2 Kings 25:13 Now the Chaldeans broke into pieces the bronze pillars of Yahveh’s temple, the water carts, and the bronze basin, which were in Yahveh’s temple, and carried the bronze to Babylon.
2 Kings 25:14 They also took the pots, shovels, wick trimmers, dishes, and all the bronze articles used in the priests’ service.
2 Kings 25:15 The captain of the guards took away the firepans and sprinkling basins– whatever was gold or silver.
2 Kings 25:16 As for the two pillars, the one basin, and the water carts that Solomon had made for Yahveh’s temple, the weight of the bronze of all these articles was beyond measure.
2 Kings 25:17 One pillar was twenty-seven feet tall and had a bronze capital on top of it. The capital, encircled by a grating and pomegranates of bronze, stood five feet high. The second pillar was the same, with its own grating.
2 Kings 25:18 The captain of the guards also took away Seraiah the chief priest, Zephaniah the priest of the second rank, and the three doorkeepers.

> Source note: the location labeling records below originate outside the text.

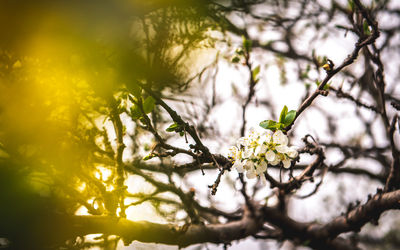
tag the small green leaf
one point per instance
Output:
(235, 59)
(268, 124)
(135, 112)
(350, 5)
(290, 117)
(283, 114)
(148, 104)
(135, 89)
(255, 73)
(366, 28)
(246, 44)
(173, 127)
(148, 157)
(239, 51)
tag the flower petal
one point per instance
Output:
(280, 138)
(263, 180)
(286, 163)
(239, 166)
(292, 153)
(282, 149)
(262, 167)
(251, 174)
(270, 156)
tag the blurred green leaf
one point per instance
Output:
(247, 44)
(149, 104)
(283, 114)
(135, 112)
(268, 124)
(255, 73)
(235, 59)
(173, 127)
(367, 31)
(290, 116)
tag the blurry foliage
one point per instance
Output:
(64, 66)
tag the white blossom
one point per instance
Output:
(255, 152)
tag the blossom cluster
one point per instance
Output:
(253, 153)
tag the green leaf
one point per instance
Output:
(173, 127)
(235, 59)
(283, 114)
(268, 124)
(366, 28)
(246, 44)
(350, 5)
(239, 51)
(290, 117)
(255, 73)
(148, 157)
(135, 112)
(148, 104)
(135, 89)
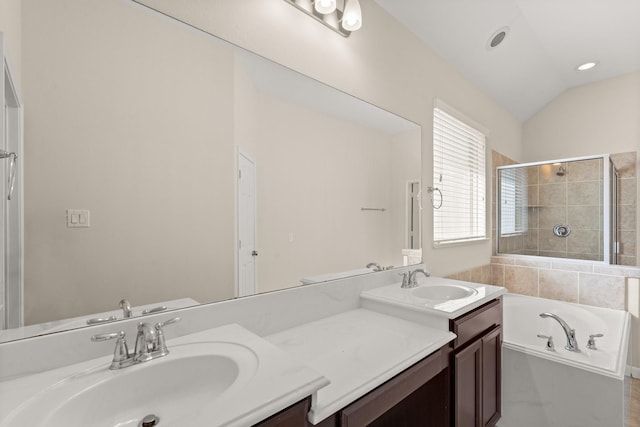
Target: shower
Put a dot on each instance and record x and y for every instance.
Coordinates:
(561, 208)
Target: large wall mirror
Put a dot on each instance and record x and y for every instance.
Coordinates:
(206, 172)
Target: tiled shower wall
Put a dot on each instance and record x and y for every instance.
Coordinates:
(583, 282)
(573, 199)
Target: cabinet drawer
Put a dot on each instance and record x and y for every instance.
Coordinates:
(472, 325)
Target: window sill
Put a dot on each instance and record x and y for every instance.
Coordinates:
(460, 242)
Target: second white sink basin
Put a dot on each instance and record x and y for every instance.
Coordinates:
(444, 292)
(174, 388)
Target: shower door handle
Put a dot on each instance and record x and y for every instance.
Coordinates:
(12, 170)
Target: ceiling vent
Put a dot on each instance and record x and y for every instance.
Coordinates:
(497, 38)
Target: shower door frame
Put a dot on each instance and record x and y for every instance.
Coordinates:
(606, 202)
(12, 248)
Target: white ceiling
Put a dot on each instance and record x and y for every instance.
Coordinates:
(547, 39)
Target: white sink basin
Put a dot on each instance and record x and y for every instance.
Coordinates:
(444, 292)
(175, 388)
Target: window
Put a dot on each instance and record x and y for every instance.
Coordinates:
(514, 201)
(459, 173)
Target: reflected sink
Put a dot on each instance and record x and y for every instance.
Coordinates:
(444, 292)
(175, 388)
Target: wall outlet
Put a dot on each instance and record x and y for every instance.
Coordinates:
(78, 218)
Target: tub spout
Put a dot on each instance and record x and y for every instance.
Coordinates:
(572, 344)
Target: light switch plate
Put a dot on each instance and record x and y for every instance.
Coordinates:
(78, 218)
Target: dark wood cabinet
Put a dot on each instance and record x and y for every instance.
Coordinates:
(418, 396)
(476, 367)
(293, 416)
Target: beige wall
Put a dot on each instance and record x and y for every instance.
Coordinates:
(10, 26)
(592, 119)
(114, 134)
(382, 63)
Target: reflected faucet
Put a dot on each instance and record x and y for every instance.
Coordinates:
(126, 308)
(572, 344)
(375, 265)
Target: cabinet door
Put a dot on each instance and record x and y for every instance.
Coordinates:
(467, 365)
(491, 377)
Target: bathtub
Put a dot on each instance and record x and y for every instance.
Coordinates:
(562, 388)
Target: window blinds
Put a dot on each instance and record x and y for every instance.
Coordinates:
(514, 201)
(459, 173)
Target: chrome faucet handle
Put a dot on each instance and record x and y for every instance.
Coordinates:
(98, 320)
(144, 341)
(154, 310)
(126, 308)
(160, 346)
(413, 282)
(549, 346)
(591, 344)
(121, 356)
(405, 280)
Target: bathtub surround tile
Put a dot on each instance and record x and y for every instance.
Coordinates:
(533, 262)
(584, 193)
(616, 270)
(572, 266)
(550, 216)
(584, 217)
(584, 242)
(503, 260)
(552, 194)
(584, 170)
(549, 242)
(559, 285)
(521, 280)
(497, 275)
(602, 291)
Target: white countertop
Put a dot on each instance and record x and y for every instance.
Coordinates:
(278, 382)
(357, 351)
(396, 296)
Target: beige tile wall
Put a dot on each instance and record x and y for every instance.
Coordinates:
(575, 199)
(582, 282)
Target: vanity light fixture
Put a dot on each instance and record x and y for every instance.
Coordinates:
(343, 20)
(586, 66)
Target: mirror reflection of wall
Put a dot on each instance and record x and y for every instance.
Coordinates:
(139, 120)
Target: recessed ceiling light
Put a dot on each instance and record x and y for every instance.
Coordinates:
(586, 66)
(497, 38)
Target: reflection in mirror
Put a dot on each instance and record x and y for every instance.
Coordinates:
(560, 208)
(208, 172)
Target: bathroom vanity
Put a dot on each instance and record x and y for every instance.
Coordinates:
(330, 354)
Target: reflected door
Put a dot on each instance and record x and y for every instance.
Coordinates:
(247, 250)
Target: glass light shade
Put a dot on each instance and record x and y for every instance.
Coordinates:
(352, 16)
(325, 6)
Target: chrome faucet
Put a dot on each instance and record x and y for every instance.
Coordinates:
(375, 265)
(150, 344)
(409, 278)
(572, 343)
(126, 308)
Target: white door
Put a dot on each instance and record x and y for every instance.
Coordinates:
(247, 250)
(11, 275)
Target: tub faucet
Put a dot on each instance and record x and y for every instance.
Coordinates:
(412, 281)
(572, 344)
(126, 308)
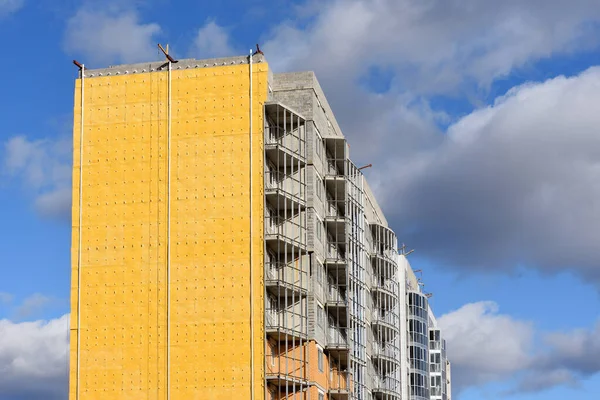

2 Kings 25:19 From the city he took a court official who had been appointed over the warriors; five trusted royal aides found in the city; the secretary of the commander of the army, who enlisted the people of the land for military duty; and sixty men from the common people who were found within the city.
2 Kings 25:20 Nebuzaradan, the captain of the guards, took them and brought them to the king of Babylon at Riblah.
2 Kings 25:21 The king of Babylon put them to death at Riblah in the land of Hamath. So, Judah went into exile from its land.
banished from his presence
Judah had presumed upon the LORD’s favor too often and for too long. It was time for the consequences of their rebellion to visit them. God had an interest in preserving Judah because of his plan to save the world through Jesus. But he is God. He does not need anyone. He does not need you or me. We should think about that the next time we are tempted to transgress his will. God is real, and his anger is not to be trifled with. Just ask Zedekiah.
LORD, we surrender to your sovereignty. We thank you for your preservation by grace. Give us wisdom not to take it for granted.